The White Album is a collection of essays written in the “aftermaths of the 1960s.” Her subject matter ranges from personalities like Doris Lessing to events like the Manson murders. What holds it all together is the skeptical and, in hindsight, sobering but accurate perspective of an often-mistaken view about the United States’ “greatest decade.” Didion takes an unflinching look at the optimism of the 1960s, the supposed freedoms, and the many breakdowns and reckonings of that idealism, the unmasking, as it were, of one decade by its disillusioned successor, the 1970s.

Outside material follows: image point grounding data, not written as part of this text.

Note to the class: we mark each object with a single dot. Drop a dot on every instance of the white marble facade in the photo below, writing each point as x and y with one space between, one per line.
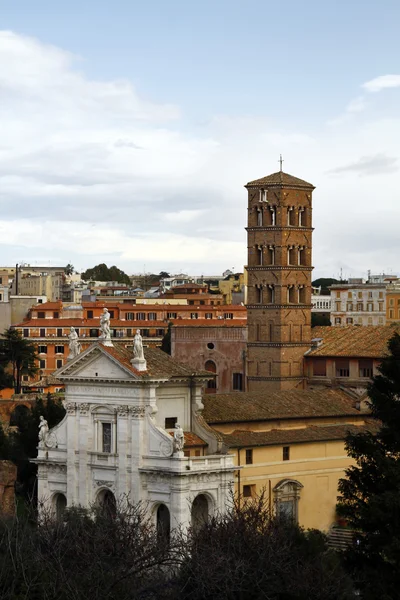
112 444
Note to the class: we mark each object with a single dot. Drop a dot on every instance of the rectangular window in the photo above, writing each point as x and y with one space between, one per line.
238 381
170 422
319 367
249 491
249 456
365 366
342 368
106 437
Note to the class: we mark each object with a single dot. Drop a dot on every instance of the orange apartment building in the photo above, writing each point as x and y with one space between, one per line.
48 325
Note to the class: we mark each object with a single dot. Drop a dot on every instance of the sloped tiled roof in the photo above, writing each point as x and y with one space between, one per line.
191 439
321 433
288 404
351 340
281 179
159 364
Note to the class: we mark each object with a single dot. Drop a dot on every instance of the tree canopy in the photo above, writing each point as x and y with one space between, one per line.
17 357
103 273
325 282
370 493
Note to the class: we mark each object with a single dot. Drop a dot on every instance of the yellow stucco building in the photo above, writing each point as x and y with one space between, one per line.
291 447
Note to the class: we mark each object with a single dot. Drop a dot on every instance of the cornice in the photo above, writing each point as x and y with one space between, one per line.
279 228
279 268
275 306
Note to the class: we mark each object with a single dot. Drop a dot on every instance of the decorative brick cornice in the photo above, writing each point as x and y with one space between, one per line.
275 306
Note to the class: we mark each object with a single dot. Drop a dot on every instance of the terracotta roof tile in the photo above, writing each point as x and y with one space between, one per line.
281 179
159 364
264 406
321 433
351 340
191 439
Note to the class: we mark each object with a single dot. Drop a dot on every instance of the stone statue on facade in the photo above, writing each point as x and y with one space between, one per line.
138 346
179 439
74 345
105 331
138 361
43 430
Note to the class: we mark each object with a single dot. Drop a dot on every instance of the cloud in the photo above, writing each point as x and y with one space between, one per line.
381 83
91 172
370 165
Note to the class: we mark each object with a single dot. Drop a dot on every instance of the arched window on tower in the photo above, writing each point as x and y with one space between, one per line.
302 256
211 367
272 210
270 294
291 216
259 250
291 255
302 215
291 294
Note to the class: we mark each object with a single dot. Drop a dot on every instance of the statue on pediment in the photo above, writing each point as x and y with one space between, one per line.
74 345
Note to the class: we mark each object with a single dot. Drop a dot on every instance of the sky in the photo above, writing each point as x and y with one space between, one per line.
128 129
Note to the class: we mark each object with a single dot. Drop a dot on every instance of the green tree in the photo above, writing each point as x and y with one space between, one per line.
17 357
370 493
166 341
69 269
247 555
325 282
102 273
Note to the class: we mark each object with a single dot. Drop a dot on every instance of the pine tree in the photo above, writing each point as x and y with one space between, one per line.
370 494
17 357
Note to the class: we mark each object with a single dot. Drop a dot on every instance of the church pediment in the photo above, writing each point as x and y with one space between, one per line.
95 363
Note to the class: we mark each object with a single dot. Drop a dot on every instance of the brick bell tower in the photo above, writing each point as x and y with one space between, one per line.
279 235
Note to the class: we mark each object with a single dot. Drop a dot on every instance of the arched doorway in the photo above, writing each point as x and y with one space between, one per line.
60 504
107 503
211 383
163 522
200 511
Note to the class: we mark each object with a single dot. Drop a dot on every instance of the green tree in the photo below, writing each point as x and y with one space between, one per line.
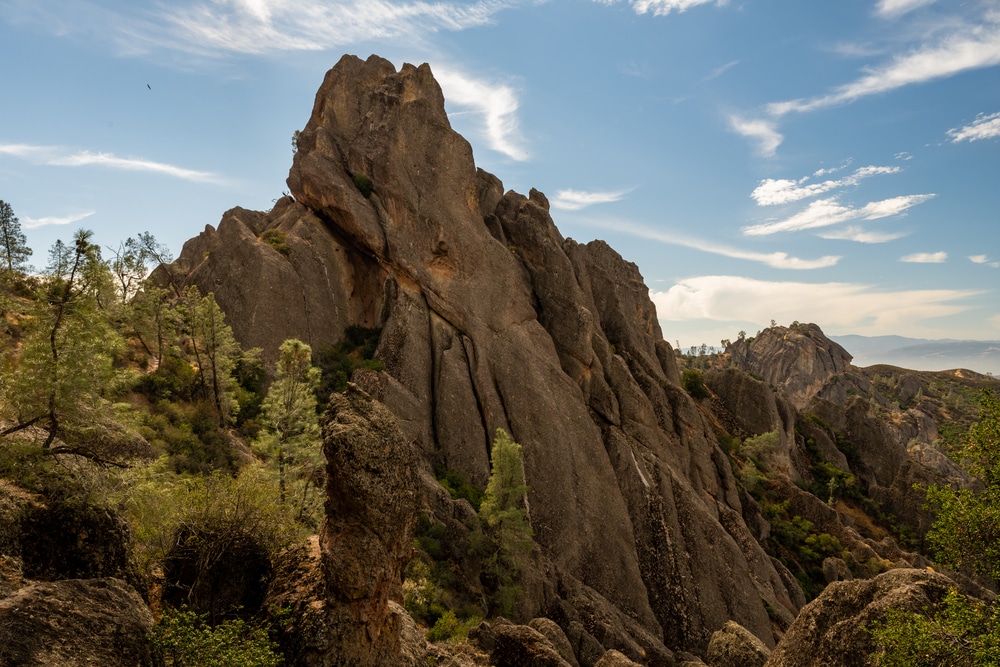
14 250
504 510
65 364
291 418
965 535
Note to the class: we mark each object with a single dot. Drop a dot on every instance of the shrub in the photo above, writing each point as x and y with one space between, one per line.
363 184
183 638
694 384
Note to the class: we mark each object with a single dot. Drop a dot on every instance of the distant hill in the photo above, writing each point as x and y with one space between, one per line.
923 354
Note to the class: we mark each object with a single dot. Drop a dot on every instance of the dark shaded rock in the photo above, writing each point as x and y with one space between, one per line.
523 646
557 637
614 658
344 589
831 630
75 623
70 539
733 646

In the first essay, from which the collection takes its title, Didion writes, “We tell ourselves stories in order to live . . . we look for the sermon in the suicide, for the social or moral lesson in the murder of five. We interpret what we see, select the most workable of the multiple choices. We live entirely, especially if we are writers, by the imposition of a narrative line upon disparate images, by the “ideas” with which we have learned to freeze the shifting phantasmagoria which is our actual experience.” In other words, the writer’s work at this time was to try to make sense of the senseless, and the 1970s more than any other time revealed that, sometimes, the narrative is simply wrong.
In later essays, she writes about architecture, like governors’ mansions and museums, as signifiers of our culture’s shaken and superficial, even misleading, view of our own past. In “The Getty,” for example, she writes, “the Getty tells us that the past was perhaps different from the way we like to perceive it.” If the collection has one unifying theme, it is this critique on what we Americans think we know about our own past, and how quickly truth and reality seem to slip through our fingers. To read this collection now, in 2018, is a particularly painful and humbling experience.

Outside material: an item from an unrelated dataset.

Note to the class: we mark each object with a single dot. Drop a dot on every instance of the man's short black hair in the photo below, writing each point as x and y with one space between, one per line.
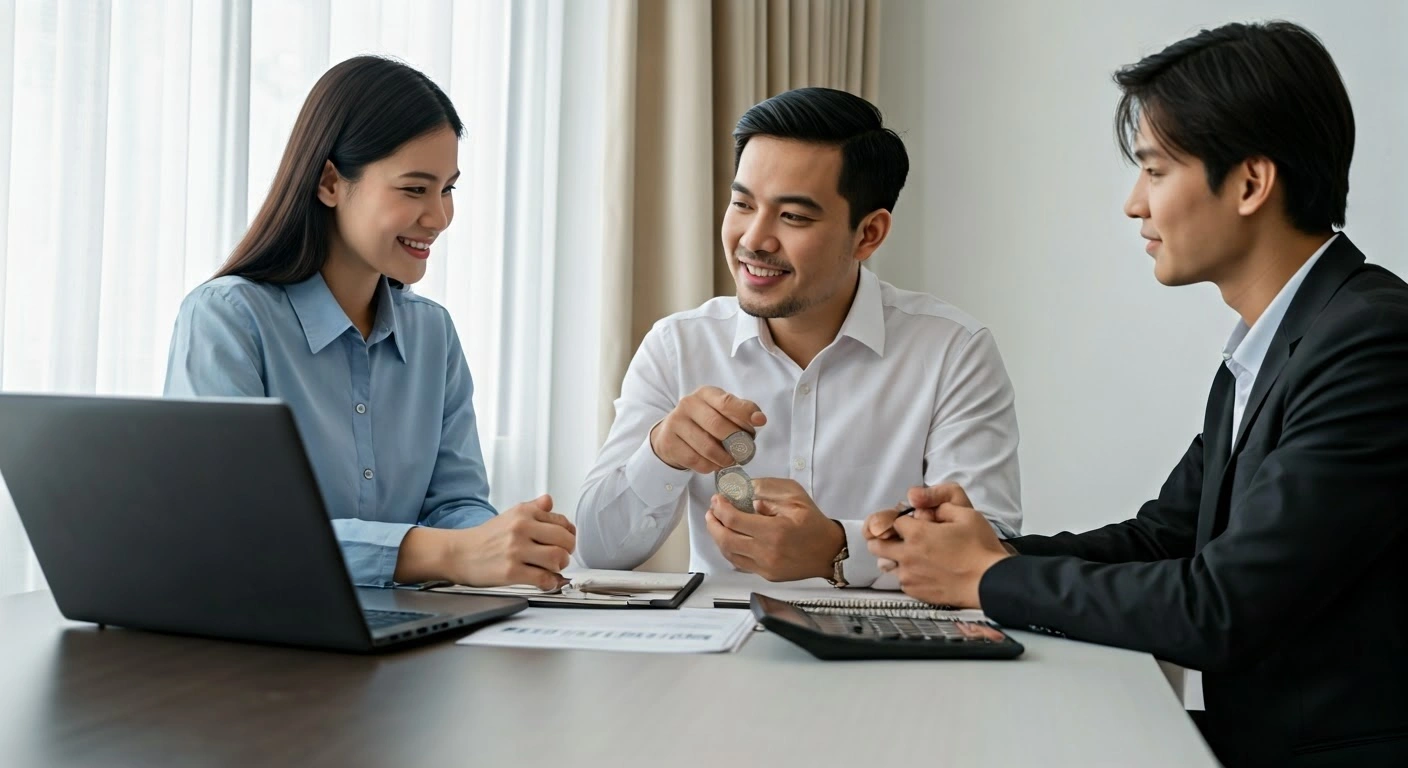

One of the most under-rated essays in the collection is its last, “Quiet Days in Malibu.” In a way, this piece, written between 1976-1978, is the logical concluding piece not just because it comes near the end chronologically, but because Didion writes about the personal experience of living in Malibu in order to reveal that it, too—the reality of her hometown—is different from how it is perceived by those who live outside of it. Malibu, California has an aura about it that relates to nothing real, according to Didion, just as the 1970s exposed the truth of the 1960s, puncturing its aura forever. Aptly, and somewhat ironically, at the center of her experience in this essay is an immigrant who runs a local flower shop for decades. His are some of the most expensive, sought-after plants in the world and, like everything else, their position is precarious. Danger and uncertainty, instability and tragedy, are always lurking. And yet, so is hope—inexplicable, untraceable, blind hope.
I adore Didion’s writing, so beware my bias. That said, this is perhaps her most tightly themed collection. Despite an essay or two with which I had some intellectual or emotional disagreement (there is one titled “The Women’s Movement” that left me feeling more than conflicted), I felt a fierce and powerful sense of grounded awe while reading these essays and after finishing the collection. This is what I’ve come to expect, personally, from my time with Joan Didion.
The rocket’s red glare. The bombs bursting in air.
This was the fifth book read for my TBR Pile Challenge.